KOMPETENZ: Was muss sich noch ändern?
Andreas Novy: Die Klimafrage wird zu einem, wenn nicht dem zukunftspolitischen Thema. Im Weltmaßstab gesehen hat der Großteil der Bevölkerung einen sehr bescheidenen Emissionsausstoß, die müssen ganz wenig verändern. Es gibt aber eine Minderheit, die einen extrem hohen CO2-Ausstoß hat. So errechnete der Global Emission Report der UN, dass über 50 Prozent der weltweiten CO2-Ausstöße im Flugverkehr von nur einem Prozent der Weltbevölkerung verbraucht werden.
Wir sehen, es ist im Wesentlichen eine Verteilungsfrage und nicht alle müssen im gleichen Ausmaß den sprichwörtlichen Gürtel enger schnallen. Daher braucht es auch nicht so sehr den Fokus auf individuelle Lösungen. Die Herausforderung ist wie wir Bedürfnisse als Gesellschaft befriedigen.
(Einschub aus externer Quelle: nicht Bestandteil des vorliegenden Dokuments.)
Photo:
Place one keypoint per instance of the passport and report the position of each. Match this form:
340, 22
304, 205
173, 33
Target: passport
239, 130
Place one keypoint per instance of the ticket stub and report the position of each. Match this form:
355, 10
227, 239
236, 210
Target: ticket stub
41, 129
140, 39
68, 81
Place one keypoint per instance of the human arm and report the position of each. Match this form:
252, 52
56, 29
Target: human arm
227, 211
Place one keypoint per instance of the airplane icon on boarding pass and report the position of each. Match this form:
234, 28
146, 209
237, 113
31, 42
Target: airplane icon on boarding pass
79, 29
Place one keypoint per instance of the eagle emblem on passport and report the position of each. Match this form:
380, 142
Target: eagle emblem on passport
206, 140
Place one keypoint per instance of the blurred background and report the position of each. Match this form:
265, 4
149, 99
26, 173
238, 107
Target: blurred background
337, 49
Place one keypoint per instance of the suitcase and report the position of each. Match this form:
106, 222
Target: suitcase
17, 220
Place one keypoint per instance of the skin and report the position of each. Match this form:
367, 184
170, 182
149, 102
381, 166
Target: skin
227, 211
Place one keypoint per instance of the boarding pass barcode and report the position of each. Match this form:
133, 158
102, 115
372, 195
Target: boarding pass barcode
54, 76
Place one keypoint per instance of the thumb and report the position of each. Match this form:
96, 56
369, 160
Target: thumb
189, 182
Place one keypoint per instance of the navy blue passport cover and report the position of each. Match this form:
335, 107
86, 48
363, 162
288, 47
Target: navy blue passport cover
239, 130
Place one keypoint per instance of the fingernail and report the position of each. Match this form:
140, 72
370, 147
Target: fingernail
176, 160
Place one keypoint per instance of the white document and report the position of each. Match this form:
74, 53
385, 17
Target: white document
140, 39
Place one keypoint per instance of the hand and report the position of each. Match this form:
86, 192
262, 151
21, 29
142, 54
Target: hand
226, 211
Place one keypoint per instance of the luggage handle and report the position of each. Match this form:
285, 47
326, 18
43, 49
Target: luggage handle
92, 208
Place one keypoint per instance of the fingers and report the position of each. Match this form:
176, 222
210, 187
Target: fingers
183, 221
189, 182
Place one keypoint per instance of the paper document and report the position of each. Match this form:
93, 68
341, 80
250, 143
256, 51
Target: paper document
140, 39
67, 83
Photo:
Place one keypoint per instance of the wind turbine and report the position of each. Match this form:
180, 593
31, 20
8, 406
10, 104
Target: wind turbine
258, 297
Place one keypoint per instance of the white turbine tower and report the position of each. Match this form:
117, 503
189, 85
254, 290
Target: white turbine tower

„Österreich sollte als Exportland eine Unterscheidung zwischen dem europäischen Markt und dem Weltmarkt treffen und den europäischen in stärkerem Ausmaß als Binnenmarkt verstehen.“
Andreas Novy
KOMPETENZ: In Österreich ist man daran gewöhnt Produkte aus aller Welt jederzeit zur Verfügung zu haben, soweit man genug Geld bezahlen kann. Wie kann eine zukunftsfähigere Weltwirtschaft aussehen?
Andreas Novy: Österreich sollte als Exportland eine Unterscheidung zwischen dem europäischen Markt und dem Weltmarkt treffen und den europäischen in stärkerem Ausmaß als Binnenmarkt verstehen. Das wäre aus ökologischen Gründen sinnvoll. Sinnvoll wäre das auch vor dem Hintergrund des Wettbewerbs zwischen China und den USA, weil es Europa einen eigenständigen Platz geben könnte.
Das würde aber erfordern, dass sich die europäischen Institutionen viel aktiver von der Idee verabschieden, die Märkte würden alles regeln.
Zudem kann eine selektive wirtschaftliche Deglobalisierung sinnvoll sein. Zu fragen, welche Wertschöpfungsketten kann man wieder stärker in Europa organisieren? Wie kann man die Kostenwahrheit im Verkehr schaffen und deshalb die Transportkosten erhöhen, um das Dumping zu Lasten der Umwelt einzuschränken, das durch die Schifffahrt und den Flugverkehr vorangetrieben wird. All das würde in die Richtung einer Stärkung des europäischen Wirtschaftsraums und der eher kleinräumigen Vernetzung führen – und das halte ich für ganz, ganz wichtig.
Auf Weltebene müsste die globale Staatengemeinschaft Verantwortung übernehmen, um Pandemien, extreme Armut und Hunger gemeinsam zu bekämpfen. Das wird nicht gehen, wenn die Machtkonzentration der großen Konzerne bestehen bleibt.